# Remitting Funds from Europe / UK to Philippines or Singapore



## Magee (Aug 10, 2011)

This subject may already be covered elsewhere and if so please redirect.

I would be interested to hear from members of their banking experiences in transferring moneys to either the Philippines or Singapore from Europe or the UK.

I would appreciate any advise on how to avoid or reduce to a minimum the exorbitant layers of charges from the mother through the clearing to the recipient bank.

Advise or recommendations would be most welcome.


----------



## George6020 (Apr 18, 2014)

Magee said:


> This subject may already be covered elsewhere and if so please redirect.
> 
> I would be interested to hear from members of their banking experiences in transferring moneys to either the Philippines or Singapore from Europe or the UK.
> 
> ...


Hey Magee,

Sending money TO the Philippines is quite easy......lots of ways to do it. You can't escape charges from either end, they both have to make a little. But, I send as much as needed from my US bank to my Philippine bank for $10 USD, I have also used xoom, moneygram............but I thing western union is about the most expensive. If you have an ATM card, you can go to just about any bank here to withdraw money. Most companies that transfer offer you the option of sending your own currency or exchange it to Philippine pesos, but don't be surprised if the rate is a little low, just to make more profit for them.
Sending money OUT of the Philippines requires much more time and documents.


----------



## Cebu Citizen (Dec 13, 2013)

Magee said:


> This subject may already be covered elsewhere and if so please redirect.
> 
> I would be interested to hear from members of their banking experiences in transferring moneys to either the Philippines or Singapore from Europe or the UK.
> 
> ...


My apologies for not directly addressing your question Magee...as I am not located in the UK but there must be something very similar and available to you there.

I bank with the international banking conglomerate "Wells Fargo" in the US and they have a program system in place called ExpressSend...it is a global remittance program where you can send money easily, quickly and inexpensively from your personal bank account to anywhere in the world.

I can send UP TO $3,000.00 per day from my US bank account...to my BPI bank account in the Philippines for ONLY $5.00! Yes you are reading this right...up to $3,000 per day for only $5.00 service charge AND THERE ARE NO SERVICE FEES on the Philippine end!
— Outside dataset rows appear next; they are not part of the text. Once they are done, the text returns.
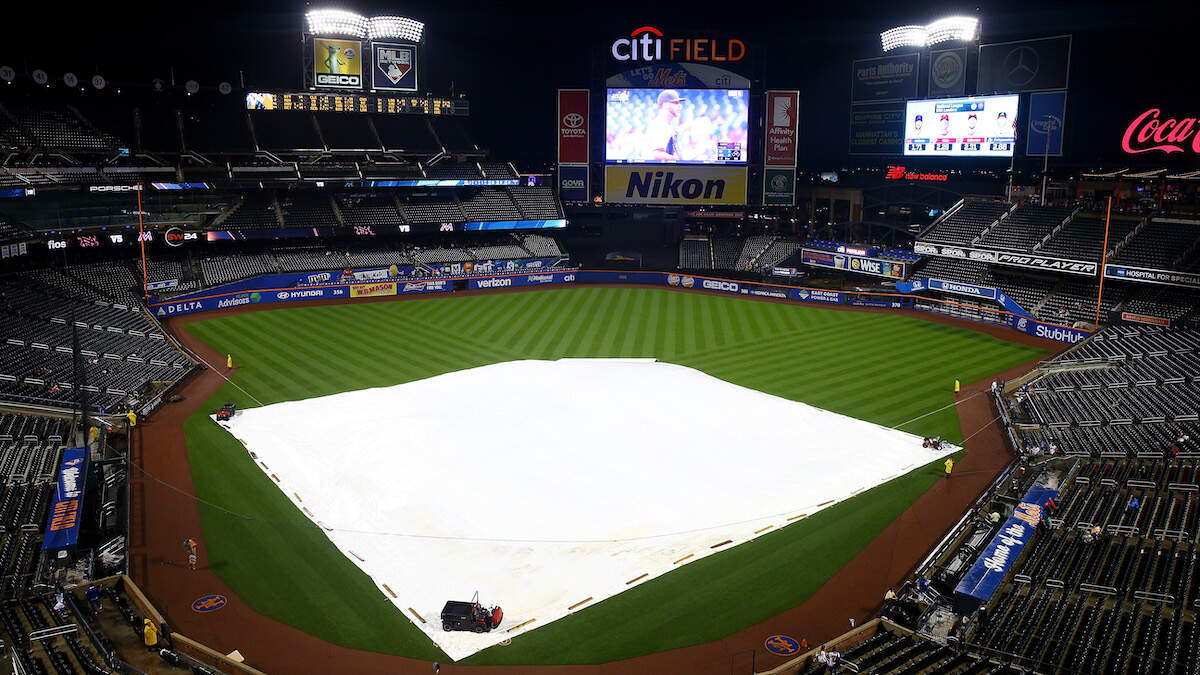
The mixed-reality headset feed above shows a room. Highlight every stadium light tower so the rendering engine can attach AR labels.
[880,17,979,52]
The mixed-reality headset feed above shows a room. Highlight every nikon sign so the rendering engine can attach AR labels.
[605,165,746,204]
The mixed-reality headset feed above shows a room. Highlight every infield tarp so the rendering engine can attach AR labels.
[42,448,88,551]
[954,486,1058,611]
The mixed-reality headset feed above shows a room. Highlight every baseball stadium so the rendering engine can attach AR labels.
[0,1,1200,675]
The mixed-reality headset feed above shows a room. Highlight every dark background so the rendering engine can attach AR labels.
[0,0,1200,169]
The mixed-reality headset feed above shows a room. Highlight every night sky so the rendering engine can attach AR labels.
[0,0,1200,169]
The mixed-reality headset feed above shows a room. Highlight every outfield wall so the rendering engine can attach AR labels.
[150,269,1092,345]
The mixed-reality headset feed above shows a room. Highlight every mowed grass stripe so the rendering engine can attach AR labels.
[185,287,1043,664]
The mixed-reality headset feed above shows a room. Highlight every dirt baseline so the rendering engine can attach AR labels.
[130,283,1063,675]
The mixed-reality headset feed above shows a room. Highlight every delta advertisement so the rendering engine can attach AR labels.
[954,486,1058,613]
[42,448,88,551]
[312,37,362,89]
[604,165,746,205]
[800,249,905,279]
[558,89,590,165]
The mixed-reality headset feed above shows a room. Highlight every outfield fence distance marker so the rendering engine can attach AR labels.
[505,619,538,633]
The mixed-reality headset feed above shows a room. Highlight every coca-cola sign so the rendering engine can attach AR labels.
[1121,108,1200,155]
BPI DOES NOT charge me any fee for receiving these funds into my account.

AND the BEST part of this...It takes ONLY ONE DAY for the transfer! AND I can do it online from my Wells Fargo webpage! I can submit a remittance amount today and in 24 hours or less, my funds are electronically deposited directly into my account and available for withdrawal in my bank in the Philippines.
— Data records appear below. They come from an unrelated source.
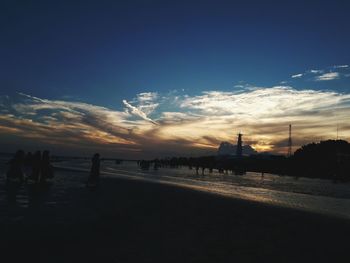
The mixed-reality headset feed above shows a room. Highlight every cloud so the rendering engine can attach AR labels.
[315,72,340,81]
[309,69,324,74]
[123,100,157,124]
[333,65,349,68]
[0,86,350,158]
[291,73,304,79]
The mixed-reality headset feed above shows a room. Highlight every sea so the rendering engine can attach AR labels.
[0,154,350,222]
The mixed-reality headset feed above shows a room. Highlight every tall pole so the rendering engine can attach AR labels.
[287,124,292,157]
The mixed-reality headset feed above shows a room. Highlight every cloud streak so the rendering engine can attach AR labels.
[0,86,350,158]
[315,72,340,81]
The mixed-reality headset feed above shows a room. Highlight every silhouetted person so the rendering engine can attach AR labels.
[6,150,25,182]
[40,151,53,183]
[28,151,41,183]
[88,153,100,185]
[23,152,33,177]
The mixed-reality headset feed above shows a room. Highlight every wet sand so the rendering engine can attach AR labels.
[0,172,350,263]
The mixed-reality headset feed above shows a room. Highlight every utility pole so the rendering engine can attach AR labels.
[287,124,292,157]
[236,133,243,157]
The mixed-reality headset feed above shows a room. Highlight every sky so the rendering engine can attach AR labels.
[0,0,350,158]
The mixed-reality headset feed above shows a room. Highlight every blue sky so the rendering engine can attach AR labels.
[0,1,350,158]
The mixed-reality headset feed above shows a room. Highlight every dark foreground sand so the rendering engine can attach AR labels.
[0,173,350,263]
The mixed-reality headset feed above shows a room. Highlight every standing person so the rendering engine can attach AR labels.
[40,151,53,183]
[28,151,41,183]
[6,150,25,182]
[88,153,100,186]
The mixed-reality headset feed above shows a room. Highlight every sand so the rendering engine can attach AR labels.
[0,171,350,263]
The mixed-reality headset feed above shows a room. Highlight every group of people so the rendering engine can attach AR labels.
[6,150,54,183]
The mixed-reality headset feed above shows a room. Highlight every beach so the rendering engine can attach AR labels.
[0,168,350,262]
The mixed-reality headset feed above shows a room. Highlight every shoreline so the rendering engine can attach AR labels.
[0,170,350,262]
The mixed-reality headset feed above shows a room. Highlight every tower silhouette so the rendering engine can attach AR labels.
[287,124,292,157]
[236,133,243,157]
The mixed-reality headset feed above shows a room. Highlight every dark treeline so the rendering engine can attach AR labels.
[139,140,350,181]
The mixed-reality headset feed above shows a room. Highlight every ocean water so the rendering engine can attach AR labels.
[0,157,350,220]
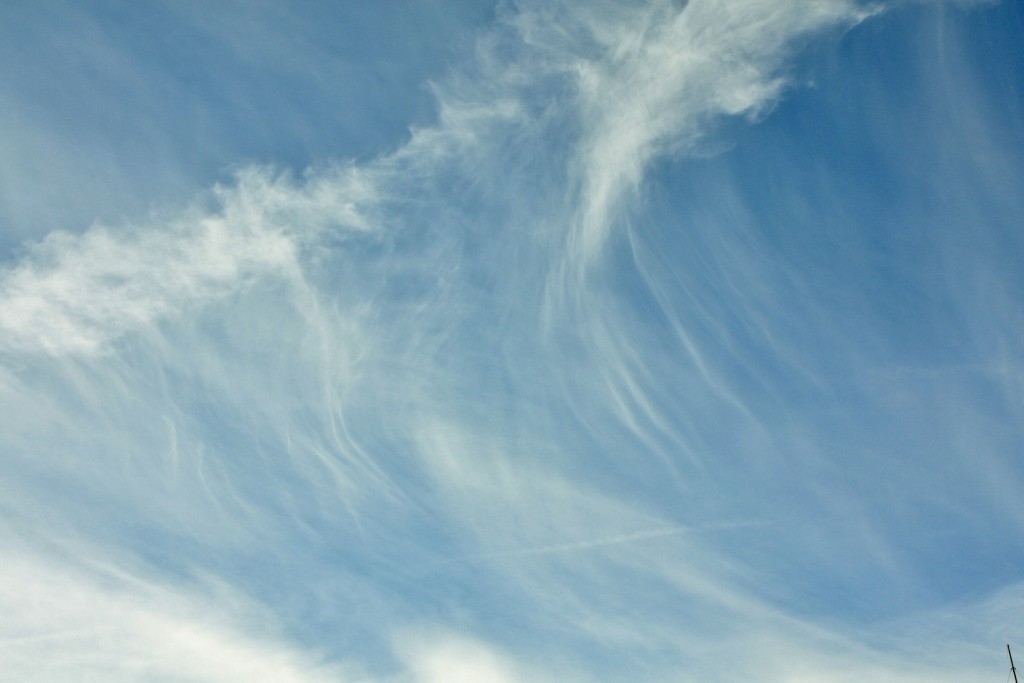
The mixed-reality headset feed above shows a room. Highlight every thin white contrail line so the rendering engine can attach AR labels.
[439,521,767,564]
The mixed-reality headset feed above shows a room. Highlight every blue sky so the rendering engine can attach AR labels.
[0,0,1024,683]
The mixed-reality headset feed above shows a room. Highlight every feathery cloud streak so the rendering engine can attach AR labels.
[0,0,1024,682]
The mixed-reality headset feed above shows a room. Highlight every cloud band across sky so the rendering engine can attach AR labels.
[0,0,1024,683]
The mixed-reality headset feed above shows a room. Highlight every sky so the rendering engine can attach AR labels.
[0,0,1024,683]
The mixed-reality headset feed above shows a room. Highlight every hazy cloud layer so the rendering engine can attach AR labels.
[0,0,1024,683]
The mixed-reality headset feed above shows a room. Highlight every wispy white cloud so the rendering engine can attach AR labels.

I have done this many, many times and it works great! Absolutely phenomenal!

I can have all of my direct deposits go safely into my US insured bank account, yet I have very easy and fast access to all of my funds at a moments notice...NO WAITING for countless numbers of business days waiting for a deposit to clear the Philippine banking system.

Check out the program at the Wells Fargo website and then ask your banks if they have something like this available to you in the UK.

Hassle free electronic banking at its finest! Its easy, its fast and its inexpensive!!!!!


----------